Por ocasião da morte do meu digno tio Christian Haas, burgomestre de
Lauterbach, eu já era mestre de capela do grão-duque, e tinha um ordenado de
mil e quinhentos florins, o que não impedia que puxasse, como se costuma dizer,
o diabo pelo rabo.
O tio Christian, que conhecia muito bem minha situação, nunca me havia
dado nada; nem um vintém; por isso não pude deixar de derramar algumas
lágrimas, quando soube da sua póstuma generosidade; herdava dele, ai de mim, duzentas
e cinqüenta geiras de boas terras cultivadas com vinhas e pomares, uma orla ,de
floresta, e a sua grande casa de Lauterbach. /
— Caro tio, — exclamei, comovenclo-me — somente agora vejo a
profundidade da vossa sabedoria e vos louvo por ter-me apertado os cordões da
vossa bolsa! O dinheiro que me teríes dado onde estaria? Certamente em poder
dos Filisteus, ou dos Moabitas; e, pelo contrário, com a vossa prudência,
salvaste a pátria, como Fabius Cunctator. Honra vos seja feita, ótimo tio
Christian!
Pronunciadas estas sentidas palavras, e muitas outras, não menos
comoventes, que deixo de citar, parti a cavalo para Lauterbach.
Coisa estranha! o demônio da avareza, com o qual até então nunca tinha
tido contato, pouco faltou para que não se apoderasse da minha alma.
— Kasper, — disse-me ao ouvido — eis-te rico; até agora tu não tens
perseguido senão fantasmas; o amor, os prazeres e as artes são apenas fumaça. É
preciso ser louco para apaixonar-se pela glória! De sólido não há no mundo
senão as terras, as casas e os florins dados a juros em primeira hipoteca.
Renuncia às tuas ilusões, alarga a cerca dos teus fossos, aumenta os teus
campos, amontoa o teu ouro, e serás honrado e respeitado; tornar-te-ás
burgomestre como o teu tio, tirar-te-ão largamente o chapéu,, dizendo:
"Eis o senhor Kasper Haas, o homem rico, o poderoso da terra!"
Estas idéias iam e vinham na minha cabeça como personagens de uma
lanterna mágica, os quais me pareciam ter um aspecto tão grave que me seduzia.
Estava-se em pleno julho: a cotovia cantarolava no céu a sua
interminável àriazinha, as mésses ondulavam na campina e se ouvia ao longe o
grito voluptuoso da codorna e da perdiz nas searas; a folhagem cintilava ao
sol, a Lauter murmurava na sombra dos grandes salgueiros, e eu não via, não entendia
nada de tudo isso: queria ser burgomestre, queria ver arredondado o meu ventre,
inchadas as bochechas, e murmurava de mim para mim:
— Eis o senhor Kasper Haas que passa, o homem rico, o poderoso da terra!
Hep, Blez, hep!
— E a minha pequena jumenta galopava. Era curioso usar o tricórnio e o
colete escalarte de mestre Christian.
— Se me ficam bem, — pensava — para que comprar outros?

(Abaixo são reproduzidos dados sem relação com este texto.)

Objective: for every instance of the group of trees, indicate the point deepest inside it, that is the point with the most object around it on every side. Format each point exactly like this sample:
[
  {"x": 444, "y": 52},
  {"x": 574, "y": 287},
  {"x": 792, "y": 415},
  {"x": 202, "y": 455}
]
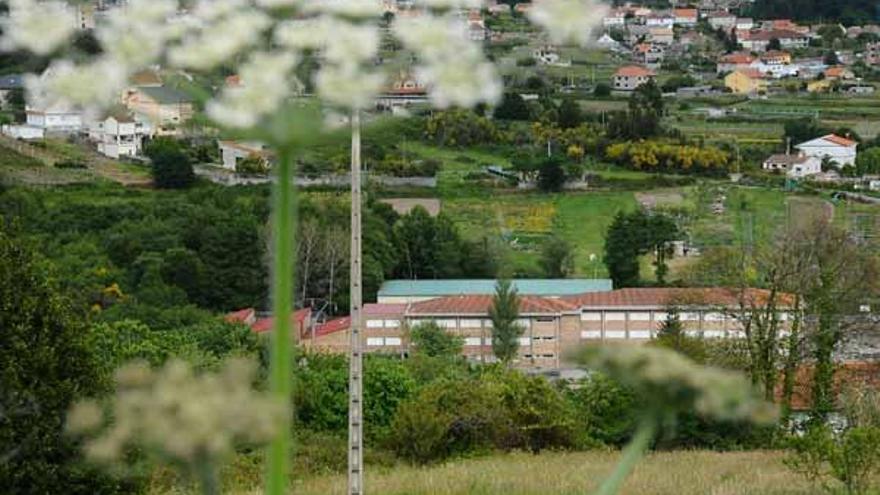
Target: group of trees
[{"x": 659, "y": 156}]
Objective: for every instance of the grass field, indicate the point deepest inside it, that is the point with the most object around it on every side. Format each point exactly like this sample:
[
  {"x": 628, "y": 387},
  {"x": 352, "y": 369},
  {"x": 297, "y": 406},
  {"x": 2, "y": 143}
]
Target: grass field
[{"x": 666, "y": 473}]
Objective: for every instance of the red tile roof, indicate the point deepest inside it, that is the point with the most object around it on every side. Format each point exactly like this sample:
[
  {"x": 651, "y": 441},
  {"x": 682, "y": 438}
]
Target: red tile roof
[
  {"x": 344, "y": 323},
  {"x": 480, "y": 304},
  {"x": 246, "y": 316},
  {"x": 737, "y": 58},
  {"x": 842, "y": 141},
  {"x": 634, "y": 71},
  {"x": 654, "y": 297},
  {"x": 860, "y": 374}
]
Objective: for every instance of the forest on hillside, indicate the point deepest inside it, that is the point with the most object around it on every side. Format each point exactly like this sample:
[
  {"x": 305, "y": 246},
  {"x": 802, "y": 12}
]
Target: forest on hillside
[{"x": 848, "y": 12}]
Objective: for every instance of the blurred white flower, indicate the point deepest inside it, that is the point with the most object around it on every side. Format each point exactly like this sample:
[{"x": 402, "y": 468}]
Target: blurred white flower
[
  {"x": 434, "y": 38},
  {"x": 264, "y": 85},
  {"x": 348, "y": 86},
  {"x": 87, "y": 86},
  {"x": 568, "y": 21},
  {"x": 350, "y": 44},
  {"x": 345, "y": 8},
  {"x": 210, "y": 10},
  {"x": 271, "y": 4},
  {"x": 452, "y": 4},
  {"x": 40, "y": 27},
  {"x": 302, "y": 34},
  {"x": 220, "y": 42},
  {"x": 461, "y": 83},
  {"x": 176, "y": 415},
  {"x": 136, "y": 35}
]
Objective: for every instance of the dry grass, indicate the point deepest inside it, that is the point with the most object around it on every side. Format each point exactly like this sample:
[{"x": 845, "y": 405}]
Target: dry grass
[{"x": 673, "y": 473}]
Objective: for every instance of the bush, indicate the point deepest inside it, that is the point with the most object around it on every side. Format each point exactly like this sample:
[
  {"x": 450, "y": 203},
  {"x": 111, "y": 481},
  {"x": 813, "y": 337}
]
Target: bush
[
  {"x": 172, "y": 167},
  {"x": 70, "y": 164},
  {"x": 852, "y": 458},
  {"x": 501, "y": 409}
]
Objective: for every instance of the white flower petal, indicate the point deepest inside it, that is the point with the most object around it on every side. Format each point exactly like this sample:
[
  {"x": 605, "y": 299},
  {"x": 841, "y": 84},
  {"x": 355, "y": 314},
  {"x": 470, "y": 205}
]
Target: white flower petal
[
  {"x": 265, "y": 82},
  {"x": 219, "y": 43},
  {"x": 348, "y": 86},
  {"x": 568, "y": 21},
  {"x": 40, "y": 27},
  {"x": 347, "y": 8}
]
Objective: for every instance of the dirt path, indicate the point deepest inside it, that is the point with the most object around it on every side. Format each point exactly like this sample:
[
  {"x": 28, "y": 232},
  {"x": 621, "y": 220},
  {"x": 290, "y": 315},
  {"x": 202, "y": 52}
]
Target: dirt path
[{"x": 97, "y": 164}]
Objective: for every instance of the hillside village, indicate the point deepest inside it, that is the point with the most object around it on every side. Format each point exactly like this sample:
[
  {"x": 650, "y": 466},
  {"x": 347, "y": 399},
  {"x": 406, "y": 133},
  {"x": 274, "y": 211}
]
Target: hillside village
[{"x": 696, "y": 182}]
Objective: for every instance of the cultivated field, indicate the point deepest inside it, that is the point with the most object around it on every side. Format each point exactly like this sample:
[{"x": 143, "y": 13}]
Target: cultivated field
[{"x": 669, "y": 473}]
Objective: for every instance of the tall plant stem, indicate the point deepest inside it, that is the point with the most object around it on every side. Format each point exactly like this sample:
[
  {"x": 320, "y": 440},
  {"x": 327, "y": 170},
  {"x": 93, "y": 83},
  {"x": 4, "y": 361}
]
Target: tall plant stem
[
  {"x": 283, "y": 218},
  {"x": 632, "y": 454}
]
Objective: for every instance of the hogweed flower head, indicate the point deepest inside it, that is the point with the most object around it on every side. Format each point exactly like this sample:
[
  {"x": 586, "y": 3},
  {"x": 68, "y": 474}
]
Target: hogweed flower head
[
  {"x": 177, "y": 415},
  {"x": 40, "y": 27},
  {"x": 670, "y": 383}
]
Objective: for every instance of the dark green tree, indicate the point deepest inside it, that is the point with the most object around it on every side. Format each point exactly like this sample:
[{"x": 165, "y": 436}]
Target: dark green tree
[
  {"x": 505, "y": 329},
  {"x": 45, "y": 365},
  {"x": 430, "y": 340},
  {"x": 551, "y": 175},
  {"x": 569, "y": 114},
  {"x": 512, "y": 107},
  {"x": 556, "y": 257},
  {"x": 172, "y": 168}
]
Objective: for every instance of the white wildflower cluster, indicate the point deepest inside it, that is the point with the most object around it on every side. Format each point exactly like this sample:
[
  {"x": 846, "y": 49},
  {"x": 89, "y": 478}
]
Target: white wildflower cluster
[
  {"x": 568, "y": 21},
  {"x": 669, "y": 383},
  {"x": 266, "y": 39},
  {"x": 454, "y": 69},
  {"x": 40, "y": 27},
  {"x": 177, "y": 415}
]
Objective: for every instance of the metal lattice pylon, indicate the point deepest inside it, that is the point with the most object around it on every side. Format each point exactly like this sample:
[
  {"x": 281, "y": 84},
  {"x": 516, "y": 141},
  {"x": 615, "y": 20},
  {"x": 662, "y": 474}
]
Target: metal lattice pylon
[{"x": 355, "y": 373}]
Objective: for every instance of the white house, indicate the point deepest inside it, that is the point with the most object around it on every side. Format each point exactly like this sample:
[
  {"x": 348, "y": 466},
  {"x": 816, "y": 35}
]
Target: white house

Lá pelas quatro horas da tarde, a pequena aldeia de Lauterbach me
apareceu no fundo do vale, e não sem comover-me fixei os olhos sobre a grande e
bela casa de Christian, minha futura residência e centro dos meus domínios.
Admirei a sua situação pitoresca sobre a grande rua poeirenta, o imenso telhado
de ardózia acinzentada, os alpendres que cobriam vastas eiras, as carroças, os
arados, e as colheitas, de trás o pátio, depois o jardinzinho, o pomar, as
vinhas, e os prados ao longe. Tive um sobresalto de alegria diante deste
espetáculo.
E enquanto subia pela grande rua da aldeia, eis as mulherzinhas
queixudas, os meninos de cabeça descoberta e desgrenhada, os homens com grandes
gorros de lontra, o cachimbo com uma corrente de prata na boca, e todos juntos
contemplar-me e saudar-me.
— Bom dia, senhor Kasper; bom dia, senhor Haas. E em todas as janelas se
debruçavam fisionomias curiosas.
Parecia-me estar na minha casa, parecia-me ser já burgomestre. A minha
vida de mestre de capela era um sonho, o meu entusiasmo pela música uma loucura
juvenil; oh! como os haveres mudam as idéias dos homens! Nesse meio tempo,
parei diante da casa do tabelião Becker. É ele quem tem em mãos os documentos
de propriedade e que deve fazer-me a entrega deles. Amarro o meu cavalo na
argola da porta, e o salto sobre a escadaria ; o velho, com a cabeça calva
descoberta, com o magro corpo metido num longo chambre, verde, com grandes
ramagens, vem à porta para receber-me.
— Senhor Kasper Haas, tenho a honra de saudar-vos.
— Mestre Becker, aqui sou seu servo.
— Tende a bondade de entrar, senhor Haas.
— Depois de vós, senhor Becker, depois de vós. Atravessamos o vestíbulo,
e vejo, no fundo de uma saleta limpa e bem arejada, uma mesa bem posta, e além,
perto da mesa, uma mocinha, fresca, graciosa, com o rosto banhado de um róseo
pudor.
— O senhor Kasper Haas — disse o venerando tabelião…
Curvo-me.
— Minha filha Lothe — acrescenta o bom homem.
E enquanto eu sinto despertar em mim velhas inclinações de artista,
admiro o narizinho côr-de-rosa, os lábios purpurinos, e os grandes olhos azuis
da senhorita Lothe, o seu belo corpo esbelto, e as pequenas mãos gorduchas, mestre
Becker me convida a sentar-me à mesa, dizendo que me esperava, que a minha
chegada era prevista, e que antes de começarmos a tratar de negócios
importantes era bom que me refizesse um pouco da fadiga da viagem com um copo
de vinho, etcetera, todas as coisas cujas propriedades eu aprecio e que aceito
de coração aberto.
Sentamo-nos, então, e falamos de tudo. Faço as minhas reflexões sobre o
velho, e me pergunto quanto um tabelião pode ganhar em Lauterbach.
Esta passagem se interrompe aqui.